E tanto giustificherebbe la visione della performance, non proprio eccellente dal lato registico ma discreta da quello acustico: ma accontentiamoci perché eventi come questo meritano la nostra attenzione. Il senso di Soul Sacrifice prosegue imperterrito nel travolgente Jingo (ovvero Jin-Go- Lo-Ba del 1969) e nelle vie coeve del blues anticonvenzionale di Evil Ways, quasi Santana voglia dare il senso della sua storia musicale nei brani che lo hanno reso celebre, come nella Black Magic Woman del 1970 ben sonorizzata dal vocalist Andy Varga e nel celeberrimo mambo di Tito Puente Oye Como Va del 70 (a dir il vero impomatato per fini evidentemente commerciali vista la romantica e un po’ sdolcinata cantabilità della cover contenuta in Abraxas, immeritatamente al tredicesimo posto della classifica Hot 100 dell’autorevole rivista “Billboard”: bah…).

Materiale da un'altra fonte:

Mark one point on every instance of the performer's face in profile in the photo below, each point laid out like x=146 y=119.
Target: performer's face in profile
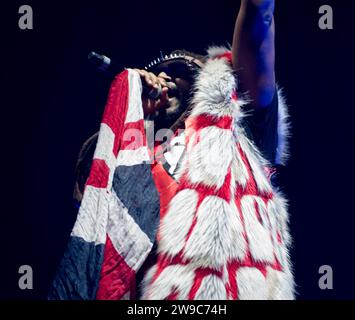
x=167 y=111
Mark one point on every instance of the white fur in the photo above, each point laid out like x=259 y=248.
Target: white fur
x=213 y=91
x=283 y=130
x=239 y=171
x=212 y=288
x=177 y=277
x=177 y=222
x=255 y=161
x=258 y=234
x=210 y=159
x=251 y=284
x=217 y=236
x=214 y=51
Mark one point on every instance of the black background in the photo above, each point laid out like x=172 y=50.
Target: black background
x=52 y=100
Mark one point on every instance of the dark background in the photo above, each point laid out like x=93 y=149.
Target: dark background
x=52 y=100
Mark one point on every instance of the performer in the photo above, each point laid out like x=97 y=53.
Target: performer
x=215 y=224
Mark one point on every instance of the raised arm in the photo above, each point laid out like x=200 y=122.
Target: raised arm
x=253 y=50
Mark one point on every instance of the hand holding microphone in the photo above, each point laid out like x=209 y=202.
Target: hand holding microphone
x=157 y=90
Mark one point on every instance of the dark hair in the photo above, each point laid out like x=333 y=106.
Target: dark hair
x=177 y=65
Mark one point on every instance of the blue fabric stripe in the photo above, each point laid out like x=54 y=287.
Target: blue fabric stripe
x=79 y=271
x=135 y=187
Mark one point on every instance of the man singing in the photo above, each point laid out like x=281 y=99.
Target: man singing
x=215 y=222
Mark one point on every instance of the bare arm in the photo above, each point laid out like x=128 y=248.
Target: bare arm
x=253 y=50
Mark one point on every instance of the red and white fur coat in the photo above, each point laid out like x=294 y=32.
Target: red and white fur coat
x=225 y=234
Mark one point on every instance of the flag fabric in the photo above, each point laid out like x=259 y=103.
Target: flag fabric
x=112 y=237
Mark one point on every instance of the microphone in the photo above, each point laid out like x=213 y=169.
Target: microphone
x=105 y=64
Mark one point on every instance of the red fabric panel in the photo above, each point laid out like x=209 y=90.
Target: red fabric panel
x=133 y=136
x=116 y=276
x=99 y=174
x=116 y=107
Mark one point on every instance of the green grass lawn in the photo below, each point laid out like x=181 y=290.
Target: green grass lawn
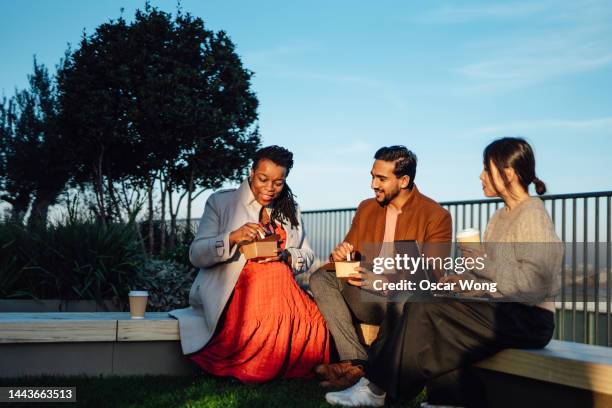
x=158 y=391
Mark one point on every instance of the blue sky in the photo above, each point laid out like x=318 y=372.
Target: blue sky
x=336 y=80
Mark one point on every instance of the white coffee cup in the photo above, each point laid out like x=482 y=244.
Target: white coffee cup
x=138 y=303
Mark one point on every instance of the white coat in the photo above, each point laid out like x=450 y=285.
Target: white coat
x=220 y=265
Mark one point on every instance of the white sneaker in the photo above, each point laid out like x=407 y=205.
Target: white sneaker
x=359 y=395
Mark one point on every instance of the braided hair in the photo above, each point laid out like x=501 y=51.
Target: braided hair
x=285 y=207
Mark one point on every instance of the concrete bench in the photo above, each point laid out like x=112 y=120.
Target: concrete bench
x=89 y=344
x=113 y=344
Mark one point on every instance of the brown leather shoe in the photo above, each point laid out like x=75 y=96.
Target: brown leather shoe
x=339 y=375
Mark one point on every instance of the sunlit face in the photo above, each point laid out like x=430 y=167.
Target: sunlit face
x=267 y=181
x=492 y=183
x=385 y=183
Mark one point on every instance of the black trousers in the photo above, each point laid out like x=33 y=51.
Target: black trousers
x=435 y=342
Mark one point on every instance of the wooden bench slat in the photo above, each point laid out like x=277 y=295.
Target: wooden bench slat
x=571 y=364
x=58 y=331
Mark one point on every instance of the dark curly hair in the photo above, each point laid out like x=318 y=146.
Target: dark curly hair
x=405 y=161
x=285 y=207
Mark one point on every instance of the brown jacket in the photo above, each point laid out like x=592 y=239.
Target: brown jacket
x=422 y=219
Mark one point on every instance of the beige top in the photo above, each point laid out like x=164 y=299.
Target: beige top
x=524 y=253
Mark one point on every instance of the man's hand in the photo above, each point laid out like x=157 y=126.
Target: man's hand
x=246 y=234
x=339 y=253
x=471 y=250
x=281 y=257
x=360 y=277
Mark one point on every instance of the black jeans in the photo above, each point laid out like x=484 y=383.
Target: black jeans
x=434 y=341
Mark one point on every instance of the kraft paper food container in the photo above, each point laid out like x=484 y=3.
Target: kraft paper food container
x=345 y=268
x=264 y=248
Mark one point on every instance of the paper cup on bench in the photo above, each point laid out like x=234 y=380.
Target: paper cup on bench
x=469 y=238
x=264 y=248
x=468 y=235
x=345 y=268
x=138 y=303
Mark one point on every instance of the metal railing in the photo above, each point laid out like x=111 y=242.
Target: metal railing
x=584 y=313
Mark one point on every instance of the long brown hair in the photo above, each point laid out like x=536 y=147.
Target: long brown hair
x=515 y=153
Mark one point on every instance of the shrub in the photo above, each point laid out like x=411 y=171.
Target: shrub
x=76 y=260
x=168 y=284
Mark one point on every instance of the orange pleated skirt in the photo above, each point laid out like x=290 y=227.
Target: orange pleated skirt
x=270 y=328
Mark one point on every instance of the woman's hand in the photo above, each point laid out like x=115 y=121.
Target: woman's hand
x=452 y=279
x=246 y=234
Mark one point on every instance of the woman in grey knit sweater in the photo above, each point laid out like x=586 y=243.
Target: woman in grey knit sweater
x=436 y=342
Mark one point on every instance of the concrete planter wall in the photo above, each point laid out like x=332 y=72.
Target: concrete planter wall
x=55 y=305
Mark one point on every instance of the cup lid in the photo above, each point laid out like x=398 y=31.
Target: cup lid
x=138 y=293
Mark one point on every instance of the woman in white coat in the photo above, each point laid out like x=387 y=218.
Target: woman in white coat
x=249 y=319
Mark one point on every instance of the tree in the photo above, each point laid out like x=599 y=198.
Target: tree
x=35 y=165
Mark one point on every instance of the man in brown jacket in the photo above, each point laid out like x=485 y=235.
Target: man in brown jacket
x=398 y=212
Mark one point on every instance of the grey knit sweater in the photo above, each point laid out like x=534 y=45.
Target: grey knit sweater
x=523 y=254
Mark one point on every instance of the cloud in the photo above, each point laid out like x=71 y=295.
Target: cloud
x=597 y=127
x=453 y=14
x=569 y=39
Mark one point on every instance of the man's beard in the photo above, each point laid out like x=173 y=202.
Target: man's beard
x=388 y=198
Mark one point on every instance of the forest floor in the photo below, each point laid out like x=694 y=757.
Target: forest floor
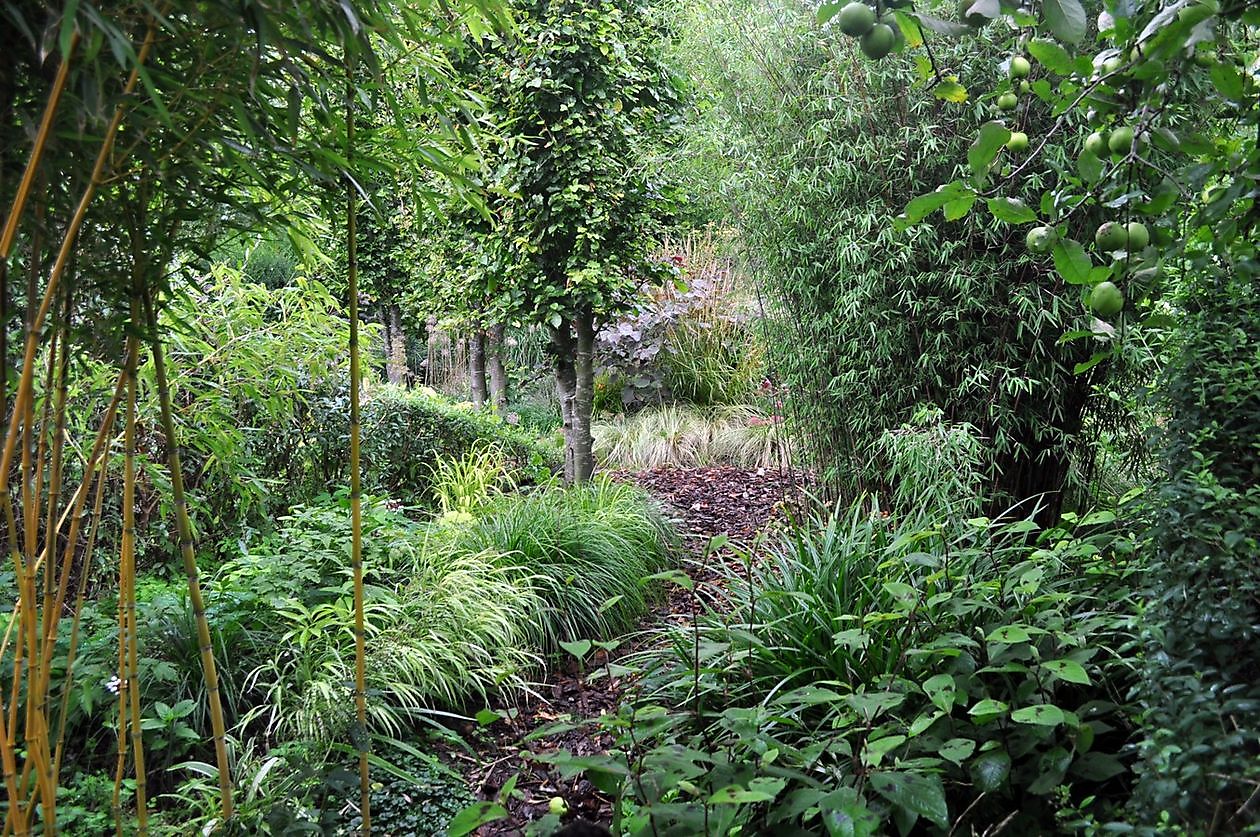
x=706 y=502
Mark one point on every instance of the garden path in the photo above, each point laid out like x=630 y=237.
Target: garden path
x=707 y=502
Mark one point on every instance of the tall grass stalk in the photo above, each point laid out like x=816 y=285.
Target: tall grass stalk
x=33 y=657
x=188 y=555
x=360 y=653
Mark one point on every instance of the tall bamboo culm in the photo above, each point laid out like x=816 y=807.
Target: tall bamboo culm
x=188 y=554
x=44 y=564
x=37 y=610
x=360 y=652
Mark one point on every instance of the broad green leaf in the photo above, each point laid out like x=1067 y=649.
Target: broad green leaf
x=910 y=29
x=578 y=648
x=1067 y=669
x=949 y=28
x=987 y=710
x=1051 y=56
x=1012 y=211
x=878 y=748
x=924 y=721
x=873 y=704
x=1065 y=19
x=915 y=793
x=1099 y=357
x=956 y=750
x=810 y=696
x=485 y=717
x=989 y=770
x=959 y=207
x=989 y=9
x=1008 y=634
x=988 y=141
x=1072 y=262
x=736 y=794
x=941 y=690
x=1089 y=167
x=1040 y=715
x=925 y=204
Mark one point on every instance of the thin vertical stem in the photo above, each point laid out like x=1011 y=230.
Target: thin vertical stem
x=124 y=678
x=25 y=383
x=80 y=595
x=127 y=588
x=184 y=531
x=360 y=652
x=37 y=151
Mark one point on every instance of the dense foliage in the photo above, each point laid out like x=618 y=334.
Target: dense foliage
x=870 y=323
x=875 y=671
x=985 y=272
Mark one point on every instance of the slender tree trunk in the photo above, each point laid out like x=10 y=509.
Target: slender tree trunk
x=498 y=369
x=566 y=388
x=476 y=366
x=396 y=346
x=432 y=351
x=584 y=397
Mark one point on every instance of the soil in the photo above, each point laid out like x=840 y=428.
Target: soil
x=706 y=502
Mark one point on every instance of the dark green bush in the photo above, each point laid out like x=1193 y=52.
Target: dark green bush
x=417 y=796
x=407 y=432
x=1201 y=683
x=867 y=323
x=890 y=671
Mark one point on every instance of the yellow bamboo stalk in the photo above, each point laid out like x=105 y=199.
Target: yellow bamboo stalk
x=184 y=530
x=37 y=151
x=67 y=247
x=80 y=596
x=20 y=426
x=360 y=652
x=127 y=595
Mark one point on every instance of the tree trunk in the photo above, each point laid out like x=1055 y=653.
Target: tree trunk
x=476 y=367
x=566 y=388
x=584 y=397
x=497 y=368
x=396 y=347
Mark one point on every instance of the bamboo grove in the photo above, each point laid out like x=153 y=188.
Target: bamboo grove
x=160 y=130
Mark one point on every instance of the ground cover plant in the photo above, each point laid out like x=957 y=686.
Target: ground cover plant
x=877 y=671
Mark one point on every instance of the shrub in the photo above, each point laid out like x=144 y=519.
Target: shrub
x=882 y=669
x=406 y=434
x=584 y=551
x=416 y=796
x=691 y=342
x=688 y=436
x=934 y=464
x=1201 y=683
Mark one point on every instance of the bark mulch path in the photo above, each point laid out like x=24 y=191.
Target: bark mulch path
x=707 y=502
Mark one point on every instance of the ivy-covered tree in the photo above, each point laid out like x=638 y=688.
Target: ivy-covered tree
x=586 y=97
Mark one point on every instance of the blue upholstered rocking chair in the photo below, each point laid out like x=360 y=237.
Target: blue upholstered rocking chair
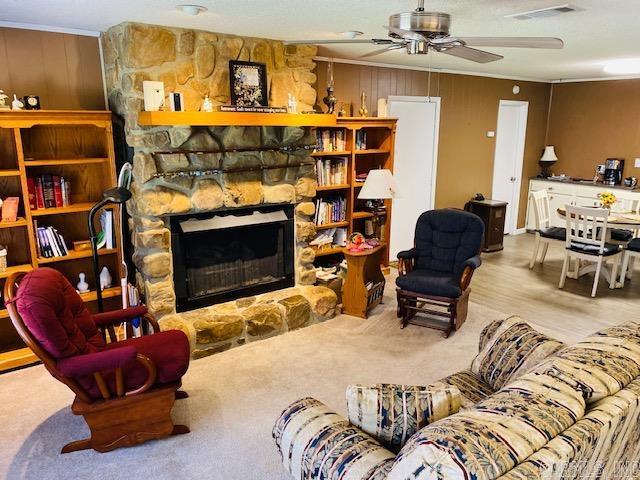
x=434 y=276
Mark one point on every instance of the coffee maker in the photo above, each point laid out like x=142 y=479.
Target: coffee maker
x=613 y=171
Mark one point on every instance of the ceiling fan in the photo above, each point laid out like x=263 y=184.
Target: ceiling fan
x=419 y=32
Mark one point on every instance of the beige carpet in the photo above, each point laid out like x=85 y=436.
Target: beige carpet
x=235 y=398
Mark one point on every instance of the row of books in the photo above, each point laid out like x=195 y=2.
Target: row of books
x=330 y=210
x=48 y=191
x=331 y=171
x=50 y=243
x=331 y=140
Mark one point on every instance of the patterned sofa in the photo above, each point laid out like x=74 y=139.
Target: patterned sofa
x=531 y=408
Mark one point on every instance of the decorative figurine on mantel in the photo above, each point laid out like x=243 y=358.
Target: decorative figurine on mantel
x=330 y=100
x=363 y=104
x=16 y=104
x=3 y=101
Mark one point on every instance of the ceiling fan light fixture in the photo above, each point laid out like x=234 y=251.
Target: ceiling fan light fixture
x=623 y=66
x=191 y=9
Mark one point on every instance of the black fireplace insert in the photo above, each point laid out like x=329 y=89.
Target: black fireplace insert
x=231 y=253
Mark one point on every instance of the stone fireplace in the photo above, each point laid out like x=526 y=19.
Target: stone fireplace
x=220 y=216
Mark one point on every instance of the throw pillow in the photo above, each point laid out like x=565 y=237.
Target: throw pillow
x=393 y=413
x=514 y=349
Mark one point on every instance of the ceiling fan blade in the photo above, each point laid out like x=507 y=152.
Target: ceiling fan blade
x=516 y=42
x=397 y=46
x=478 y=56
x=407 y=34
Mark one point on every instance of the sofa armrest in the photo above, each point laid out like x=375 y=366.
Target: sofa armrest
x=82 y=365
x=314 y=442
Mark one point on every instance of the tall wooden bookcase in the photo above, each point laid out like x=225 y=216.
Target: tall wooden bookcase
x=79 y=146
x=380 y=141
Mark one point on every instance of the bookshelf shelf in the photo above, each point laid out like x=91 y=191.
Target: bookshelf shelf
x=327 y=226
x=71 y=161
x=20 y=222
x=73 y=255
x=73 y=208
x=327 y=188
x=77 y=145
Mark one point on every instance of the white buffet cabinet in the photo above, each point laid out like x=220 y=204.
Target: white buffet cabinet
x=570 y=193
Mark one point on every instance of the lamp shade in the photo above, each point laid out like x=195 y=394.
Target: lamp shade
x=379 y=185
x=549 y=154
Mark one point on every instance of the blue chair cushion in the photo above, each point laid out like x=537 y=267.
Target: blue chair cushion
x=431 y=282
x=634 y=245
x=556 y=233
x=609 y=249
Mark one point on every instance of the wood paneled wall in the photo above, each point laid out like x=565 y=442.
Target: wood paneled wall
x=64 y=70
x=593 y=121
x=469 y=109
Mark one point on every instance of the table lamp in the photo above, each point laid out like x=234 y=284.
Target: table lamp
x=378 y=187
x=548 y=158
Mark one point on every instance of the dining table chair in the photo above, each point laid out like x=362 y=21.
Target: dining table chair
x=586 y=229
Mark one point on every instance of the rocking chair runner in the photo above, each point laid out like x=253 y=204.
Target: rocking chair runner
x=124 y=389
x=435 y=275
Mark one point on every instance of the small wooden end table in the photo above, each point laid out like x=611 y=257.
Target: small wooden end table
x=364 y=285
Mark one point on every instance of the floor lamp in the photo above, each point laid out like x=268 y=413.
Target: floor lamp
x=378 y=187
x=113 y=196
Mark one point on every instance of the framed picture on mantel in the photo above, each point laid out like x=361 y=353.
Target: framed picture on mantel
x=248 y=82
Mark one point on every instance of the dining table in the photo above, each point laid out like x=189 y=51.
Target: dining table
x=618 y=219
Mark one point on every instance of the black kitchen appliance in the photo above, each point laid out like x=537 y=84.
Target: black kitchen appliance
x=613 y=171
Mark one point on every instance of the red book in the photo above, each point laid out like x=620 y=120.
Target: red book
x=31 y=187
x=57 y=191
x=39 y=192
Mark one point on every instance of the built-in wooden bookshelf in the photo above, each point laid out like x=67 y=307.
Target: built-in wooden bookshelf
x=79 y=146
x=378 y=153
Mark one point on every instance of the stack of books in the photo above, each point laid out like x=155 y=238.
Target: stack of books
x=331 y=171
x=330 y=210
x=331 y=140
x=48 y=191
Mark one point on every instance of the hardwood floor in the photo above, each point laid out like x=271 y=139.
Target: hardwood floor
x=505 y=283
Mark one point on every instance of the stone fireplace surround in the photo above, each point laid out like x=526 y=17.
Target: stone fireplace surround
x=196 y=63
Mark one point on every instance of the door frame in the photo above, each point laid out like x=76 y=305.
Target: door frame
x=436 y=135
x=522 y=138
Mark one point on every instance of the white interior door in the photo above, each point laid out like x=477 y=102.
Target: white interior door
x=414 y=166
x=509 y=154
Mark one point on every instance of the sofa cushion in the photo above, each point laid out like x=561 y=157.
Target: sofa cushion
x=472 y=388
x=495 y=435
x=316 y=443
x=514 y=349
x=600 y=365
x=55 y=315
x=430 y=282
x=393 y=413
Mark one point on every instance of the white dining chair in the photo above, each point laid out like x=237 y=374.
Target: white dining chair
x=545 y=233
x=586 y=235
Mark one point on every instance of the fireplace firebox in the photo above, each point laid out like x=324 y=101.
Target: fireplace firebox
x=231 y=253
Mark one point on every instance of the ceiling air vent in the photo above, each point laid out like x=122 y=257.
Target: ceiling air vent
x=543 y=12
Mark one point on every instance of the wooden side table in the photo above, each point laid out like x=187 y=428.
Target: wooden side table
x=363 y=270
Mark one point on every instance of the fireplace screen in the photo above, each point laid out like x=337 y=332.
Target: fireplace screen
x=240 y=252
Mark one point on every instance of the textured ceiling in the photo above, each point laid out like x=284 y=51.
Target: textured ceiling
x=601 y=30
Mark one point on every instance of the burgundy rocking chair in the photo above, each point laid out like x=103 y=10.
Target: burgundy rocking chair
x=124 y=389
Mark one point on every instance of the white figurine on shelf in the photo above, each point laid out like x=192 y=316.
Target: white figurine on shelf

Vada come vada ma il protagonista è sempre lui, cuore di stregone e frizione monstre dedita al collettivo fin dal momento in cui intuì il peso specifico musicale della Mahavishnu Orchestra dell’amico John McLaughlin, di Miles Davis e di John Coltrane.
Poi la popular Samba Pa Ti (Chi non la ricorda? Comunque ci risiamo col commerciale d’antan) senza dubbio meno “americana” rispetto alla versione del 70 e per questo a noi più gradita, più aggressiva e lirica e vicina all’ imperdibile lettura che ne diede il grande Gato Barbieri nel 1981.
Santana sul palco: Carisma intatto, grafia effettististica nel noto overdrive, certamente meno appassionante nei brani più recenti presentati nella performance (dei quali preferiamo omettere osservazioni antipatiche: per capirci svenevolezze rugiadose come Corazon Espinado preferiamo lasciarle ai fighetti delle High School e alle orecchie avvizzite dei nostalgici inclini alle suggestioni del basso sentimentalismo) pur se lo spirito solistico di Santana non può esser mai messo in discussione per tecnica e magia espositiva, tenuto in andamento ampio da una rovente band della quale osserviamo con attenzione il sapido slap bassistico di Benny Rietveld nell’agitato solo dedicato al superlativo gospel-rock Purple Rain di Prince (!), il focoso drumming di Cindy Blackman (consorte di Santana) e l’ampiezza sinergica funk delle tastiere di David K Matheus.
Hanno suonato con Carlos Santana Cindy Blackman alla batteria, Andy Varga alla voce, Benny Rietveld al basso, David K Matheus alle tastiere, Karl Perazzo e Paoli Mejìas alle percussioni, Ray Greene alla voce, Tommy Anthony alla chitarra ed alla voce.
Un Barrio Mex sempre vivo nel Divenire di un invincibile chitarrista in auge da oltre 50 anni, eccezion fatta per alcuni album dagli anni 90 in poi: ma, si sa, più son bravi più si lasciano rimprocciare per le inevitabili corbellerie del business dettato dal mercato, ahinoi….Ma Santana è davvero sempre un gran Santana!